Keywords: Reinforcement Learning, In-Context Learning, Foundation Models
TL;DR: We present a novel algorithm for performing policy iteration through in-context adaptation.
Abstract: This work presents In-Context Policy Iteration, an algorithm for performing Reinforcement Learning (RL), in-context, using foundation models. While the application of foundation models to RL has received considerable attention, most approaches rely on either (1) the curation of expert demonstrations (either through manual design or task-specific pretraining) or (2) adaptation to the task of interest using gradient methods (either fine-tuning or training of adapter layers).

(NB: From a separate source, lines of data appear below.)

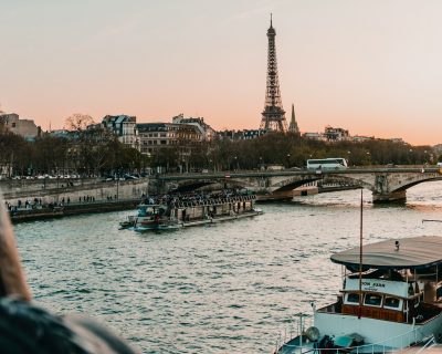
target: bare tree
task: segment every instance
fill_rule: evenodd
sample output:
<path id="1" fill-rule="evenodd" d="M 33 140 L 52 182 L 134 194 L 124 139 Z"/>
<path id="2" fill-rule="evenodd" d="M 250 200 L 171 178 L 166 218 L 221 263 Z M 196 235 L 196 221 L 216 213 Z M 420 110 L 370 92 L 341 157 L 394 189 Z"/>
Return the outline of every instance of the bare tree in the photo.
<path id="1" fill-rule="evenodd" d="M 87 114 L 74 113 L 66 118 L 64 128 L 67 131 L 83 132 L 88 125 L 95 124 L 94 118 Z"/>

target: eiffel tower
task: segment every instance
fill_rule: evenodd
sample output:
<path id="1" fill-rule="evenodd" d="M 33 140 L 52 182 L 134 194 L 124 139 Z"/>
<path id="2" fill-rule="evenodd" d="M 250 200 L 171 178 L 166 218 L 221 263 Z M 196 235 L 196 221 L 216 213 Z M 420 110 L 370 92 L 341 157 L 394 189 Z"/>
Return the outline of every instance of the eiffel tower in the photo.
<path id="1" fill-rule="evenodd" d="M 280 81 L 277 79 L 275 37 L 276 31 L 272 25 L 271 14 L 270 28 L 267 30 L 267 88 L 265 92 L 265 105 L 262 113 L 260 128 L 274 132 L 286 132 L 287 122 L 285 119 L 285 111 L 281 101 Z"/>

Both of these techniques have drawbacks. Collecting demonstrations is labor-intensive, and algorithms that rely on them do not outperform the experts from which the demonstrations were derived. All gradient techniques are inherently slow, sacrificing the “few-shot” quality that made in-context learning attractive to begin with. In this work, we present an algorithm, ICPI, that learns to perform RL tasks without expert demonstrations or gradients. Instead we present a policy-iteration method in which the prompt content is the entire locus of learning. ICPI iteratively updates the contents of the prompt from which it derives its policy through trial-and-error interaction with an RL environment. In order to eliminate the role of in-weights learning (on which approaches like Decision Transformer rely heavily), we demonstrate our algorithm using Codex Chen et al. (2021b), a language model with no prior knowledge of the domains on which we evaluate it.